Wednesday 23 December 2015

The U.S. would be burned by playing with Putin

ATP - Secretary of State John Kerry met Vladimir Putin in Moscow last week and announced that he will accept Putin's demand that President Bashar Assad stay in power in Syria. This is the latest in a long list of Kremlin victories in undercutting President Barack Obama's global leadership and undermining the likelihood that we'll see peace and stability in Syria.
The Obama administration hopes that Putin will be a constructive partner in our war against the Islamic State. But the latest gesture will lead to the same disappointment that we've had every other time we've tried to work with Putin.

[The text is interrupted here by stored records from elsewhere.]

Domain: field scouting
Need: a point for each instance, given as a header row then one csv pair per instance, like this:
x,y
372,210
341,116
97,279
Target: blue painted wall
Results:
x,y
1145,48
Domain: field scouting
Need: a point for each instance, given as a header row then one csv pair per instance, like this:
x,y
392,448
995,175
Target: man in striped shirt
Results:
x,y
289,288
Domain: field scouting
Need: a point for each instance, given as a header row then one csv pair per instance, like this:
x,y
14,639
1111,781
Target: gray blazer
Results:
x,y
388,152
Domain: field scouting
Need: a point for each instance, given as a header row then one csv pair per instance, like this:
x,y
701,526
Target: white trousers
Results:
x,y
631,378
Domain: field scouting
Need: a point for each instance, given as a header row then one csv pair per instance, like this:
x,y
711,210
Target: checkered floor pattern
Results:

First, we've seen Putin's unrestrained aggression time and time again. In 2008, Russia invaded a sovereign nation, Georgia, and despite international shaming, Russian troops still occupy the Georgian territories of Abkhazia and South Ossetia.
Four years later, Russia invaded the Ukraine and annexed Crimea, a venture that has cost 9,000 lives and displaced two million people. This year, Russia threatened Denmark with a nuclear attack.
http://www.washingtonexaminer.com/the-u.s.-would-be-burned-by-playing-with-putin/article/2578959?
Putin's aggression is immune to disapproval from other world leaders. It's time to learn from past mistakes and stop trusting Putin to be a good-faith partner in international relations.
Putin has a long history of manipulative bullying, and we have no reason to expect that he will be any different in Syria. We have seen Putin's model of fighting insurgents in the decade-long war that he launched in Chechnya in 1999. First, Putin killed off every moderate Chechen leader he could find, both in Russia and overseas. Then he ran a scorched earth campaign that targeted civilians.
According to the International Crisis Group, war crimes and crimes against humanity in Chechnya committed by Russian troops included "indiscriminate shelling and bombing, secret prisons, enforced disappearances, mass graves, and death squads." The Russian approach to counter-insurgency is so barbaric that cooperation in Syria is unlikely to be constructive.
Russia has behaved savagely and indiscriminately in Syria since it entered the fray in September. Ninety percent of Russia's first bombing raids in Syria were directed at U.S. supported moderates. Since Russia started its air campaign, its targets in Syria have included hospitals, markets, bakeries, and grain silos, leading to thousands of civilian casualties and 260,000 displaced people. Such carnage will increase the ranks of terrorists and will sabotage international efforts to bring peace and stability to the region.
What we need in Syria is a coalition of European, Jordanian, Turkish, Saudi and Qatari allies who are willing to commit ground troops into northern Syria to create Sunni safe havens along the Turkish border and build a moderate Sunni Arab fighting force. A model for success is the Anbar Awakening in 2007 in which American soldiers won over the Sunni tribes by offering them protection from jihadists and by taking care to minimize civilian casualties.